Challenges of Biomedicine –Socio-Cultural Contexts, European Governance, and Bioethics

Institut für Ethik und Geschichte der Medizin

Förderung: European Commission, 6th Framework programme "Science and Society"

Laufzeit: 2004-2007

Bearbeitet von: Dr. Mark Schweda

Hintergrund

The socio-cultural background of modern biomedicine was examined in a comparative analysis of qualitative empirical data gathered in different European countries: Germany, France, the Netherlands, Sweden, Austria and Cyprus. Moreover, perspectives from Latvia and Great Britain were taken into account selectively. The emphasis of the project lies on the question how laypeople and patients view modern medicine and live with it. The interactions and interdependencies between medicine and culture were analysed along two main comparative axes. On a first level the countries involved were compared to trace different cultural approaches. Secondly, two different medical technologies, organ transplantation and postnatal genetic testing, were used as comparative examples. These two technologies raise different ethical and social problems and hence challenges for governance. 
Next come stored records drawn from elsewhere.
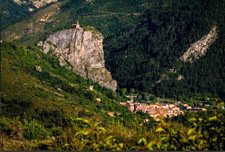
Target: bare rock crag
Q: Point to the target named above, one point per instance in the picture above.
(200, 47)
(83, 49)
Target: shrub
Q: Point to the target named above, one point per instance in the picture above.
(33, 130)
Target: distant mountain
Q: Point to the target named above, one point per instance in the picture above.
(148, 59)
(110, 17)
(15, 10)
(144, 41)
(35, 86)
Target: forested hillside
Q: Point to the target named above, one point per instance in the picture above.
(35, 86)
(151, 52)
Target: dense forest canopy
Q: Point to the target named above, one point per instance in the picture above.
(164, 33)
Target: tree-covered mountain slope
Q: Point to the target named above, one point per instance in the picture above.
(13, 11)
(148, 59)
(35, 86)
(110, 17)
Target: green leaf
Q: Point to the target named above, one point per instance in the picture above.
(190, 131)
(160, 129)
(213, 118)
(142, 140)
(192, 119)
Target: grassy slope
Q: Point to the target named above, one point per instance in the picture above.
(32, 94)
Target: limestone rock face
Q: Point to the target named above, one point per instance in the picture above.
(200, 47)
(36, 3)
(84, 50)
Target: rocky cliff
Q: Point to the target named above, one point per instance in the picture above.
(200, 47)
(35, 3)
(84, 50)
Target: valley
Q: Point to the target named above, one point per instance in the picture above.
(115, 75)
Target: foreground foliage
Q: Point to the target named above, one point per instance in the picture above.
(80, 134)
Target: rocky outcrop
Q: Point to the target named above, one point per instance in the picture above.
(35, 3)
(200, 47)
(83, 49)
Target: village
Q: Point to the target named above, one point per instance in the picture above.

On this basis, the CoB project developed conclusions and recommendations for the academic context as well as for European and national policy makers. These address questions of European harmonisation, citizen participation and governance as well as bioethical issues.

Thematic Objectives

  • Qualitative comparative research on different socio-culturally framed ways of dealing with modern biomedicine in selected European countries
  • Investigation on how members of the public assess the impact of modern biomedical technologies on their body, identity, ways of knowing and social relations 
  • Analysis of how European citizens reflect on the socio-political consequences of modern biomedical technologies, different modes of governance as well as opportunities of public participation 
  • Investigation of the role of cultural concepts like identity and bodily integrity in the present bioethical discourse
  • Reflection and evaluation of the consequences of the cultural plurality of moral conceptions on the debate on European bioethics 
  • Recommendations for the development of ethical regulations and possibilities of governing research and practise in the field of medicine and life sciences

Methodological and Theoretical Objectives

  • Contribution to interdisciplinary research at the interface of bioethics, social studies of science and medical anthropology
  • Advancement of qualitative comparative methods for investigating patients’ and laypeople’s attitudes towards questions of biomedicine in an international and interdisciplinary research setting
  • Development of key concepts for an intercultural bioethical discourse 
  • Establishment and structuring of a European network for the exploration of biomedicine from an ethical and sociological point of view

Publications Regarding Focus 1: Public Approaches to (Bio)Medicalisation and Geneticisation

  • K. Amelang, S. Beck, V. Anastasiadou-Christophidou, C. Constantinou, A. Johansson & S. Lundin. 2011. Learning to Eat Strawberries in a Disciplined Way: Normalization Practices Following Organ Transplantati in. Ethnologia Europaea, Vol. 41, Nr. 2, pp. 54-70.  
  • A. Putnina. 2011. Chapter 6. Managing Trust and Risk in New Biotechnologies: The Case of Population Genome Project and Organ Transplantation in Latvia. In: Robbins, Peter & Huzair, Farah (eds.). 2012. Exploring Central and Eastern Europe’s Biotechnology Landscape. Volume 9 of the series The International Library of Ethics, Law and Technology, pp. 111-129. 
  • P. Chavot, A. Masseran. 2008. Choisir une technologie, préférer un mode de vie ? Mises en sens des transplantations d’organes [Choose a technology, prefer a lifestyle? Making sense out of organ transplantation]. Éthique et Santé, Vol. 5, Issue 2, pp. 96–102. 
  • S. Schicktanz, J.W. Rieger, B. Lüttenberg. 2006. Gender Disparity in Living Kidney Transplantation: A Comparison of Global, Mid-European and German Data and their Ethical Relevance. Transplantationsmedizin, Vol. 18, pp. 30-37.
  • S. Schicktanz, M. Schweda, M. Franzen. 2008. ‘In a completely different light’? – The role of 'being affected' for the epistemic perspectives and moral attitudes of patients, relatives and lay people. Medicine, Health Care and Philosophy, Vol. 11, pp. 57-72.
  • S. Schicktanz, M. Schweda, S. Wöhlke. 2010. Gender issues in living organ donation: medical, social and ethical aspects. In: Klinge, Ineke; Wiesemann, Claudia (eds.): Sex and Gender in Biomedicine. Theories, Methedologies and Results, Göttingen.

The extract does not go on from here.